Diffuser ses talents hors des frontières

Le besoin de confronter sa pratique et de disséminer son travail à l’extérieur de l’Abitibi survient assez rapidement pour les artistes. L’Écart les appuie dans ces démarches, dont le succès passe par la richesse de son réseau. Le centre d’artistes a récemment fait un échange de programmation avec le Centre Bang, à Chicoutimi, avec qui il partage beaucoup d’affinités sur le plan de la programmation. Chaque organisation a laissé à l’autre carte blanche pour présenter une exposition de quatre artistes de sa région respective, avec des échos positifs des deux côtés. «On vise tout le temps Montréal, mais en même temps, on pourrait circuler tout simplement sur le territoire, l’expérience est là, souligne Geneviève. Si on veut vraiment profiter de toutes les ressources d’un Québec fort, il faudrait que nous, les artistes, on soit un peu mieux dispatchés pour vraiment créer notre propre circuit.»

Ellemetue durant la Biennale d’art performatif de 2016

Le double statut de travailleurs culturels et d’artistes de Geneviève et Matthieu leur sourit: grâce à leur pratique, ils sont appelés à participer à des festivals nationaux et internationaux et créent ainsi des liens durables avec d’autres artistes et organisations. Ce réseautage informel profite donc à L’Écart et à sa Biennale d’art performatif de Rouyn-Noranda, dont Geneviève et Matthieu sont les directeurs artistiques. Cette année, grâce à une nouvelle collaboration avec le Festival Actoral, un événement marseillais qui tient également une biennale à l’Usine C à Montréal, l’artiste originaire de Rouyn-Noranda Antoine Charbonneau-Demers présentera son travail dans les trois villes, une belle réussite pour les deux directeurs artistiques. «De soutenir un artiste qui vient de Rouyn, c’est aussi de voir qu’il y a une place ici, qu’on peut y être artiste et s’y développer, que ce n’est pas un échec que d’y être, remarque Geneviève. Pour nous, c’est important.»

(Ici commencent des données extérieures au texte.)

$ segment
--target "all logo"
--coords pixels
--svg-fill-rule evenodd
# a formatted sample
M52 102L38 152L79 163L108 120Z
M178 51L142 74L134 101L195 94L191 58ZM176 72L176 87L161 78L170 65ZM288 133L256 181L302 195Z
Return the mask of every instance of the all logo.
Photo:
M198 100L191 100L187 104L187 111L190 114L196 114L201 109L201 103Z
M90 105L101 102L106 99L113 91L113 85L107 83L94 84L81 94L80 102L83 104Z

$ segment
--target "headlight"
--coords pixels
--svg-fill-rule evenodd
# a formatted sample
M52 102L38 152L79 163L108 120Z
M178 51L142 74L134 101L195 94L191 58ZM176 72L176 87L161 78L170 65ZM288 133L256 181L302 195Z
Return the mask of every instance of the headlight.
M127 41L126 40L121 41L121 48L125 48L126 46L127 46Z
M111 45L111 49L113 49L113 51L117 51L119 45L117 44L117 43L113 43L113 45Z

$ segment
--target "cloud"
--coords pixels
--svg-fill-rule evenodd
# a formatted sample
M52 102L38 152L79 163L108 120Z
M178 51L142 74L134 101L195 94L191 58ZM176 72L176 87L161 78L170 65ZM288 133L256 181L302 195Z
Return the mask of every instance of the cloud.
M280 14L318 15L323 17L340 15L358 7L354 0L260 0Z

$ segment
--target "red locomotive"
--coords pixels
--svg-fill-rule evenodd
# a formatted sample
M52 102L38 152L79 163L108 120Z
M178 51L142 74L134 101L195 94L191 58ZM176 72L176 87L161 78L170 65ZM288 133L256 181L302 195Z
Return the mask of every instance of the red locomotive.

Le grand défi de la rétention

Alors qu’une grande proportion de jeunes adultes décident d’aller étudier hors de l’Abitibi pour ne pas nécessairement y revenir, la plus grande difficulté pour L’Écart réside dans la relève. «C’est vraiment ce qui nous limite, résume la chargée de projets, qui elle-même n’aurait jamais pensé revenir s’établir à Rouyn avant de tomber amoureuse de Matthieu. La pénurie de main-d’œuvre spécialisée s’étend à l’ensemble de la région, et les arts visuels n’y échappent pas. Pour le centre d’artistes, le besoin est double: d’une part, l’équipe actuelle aimerait intégrer la nouvelle génération pour éventuellement lui passer le flambeau. D’autre part, comme le centre dédie une part importante de sa programmation aux jeunes créateurs, entretenir des liens avec les artistes en début de carrière joue un rôle d’autant plus vital.

Annie Paulhus Gosselin, Je suis désemparée, s.v.p. communiquez avec moi, 2017

Malgré cet enjeu, L’Écart garde le cap sur sa mission de créer un milieu propice à l’art actuel dans le terreau particulier de l’Abitibi-Témiscamingue. Pour les prochaines années, Matthieu croit au mot d’ordre «Qui ne risque rien n’a rien». Pour prospérer «comme artiste, il faut que tu investisses dans ta pratique», autant en temps qu’en ressources matérielles et financières. «On est peut-être rendu là à L’Écart: on fonce ou on ralentit. Il faut qu’on fonce.»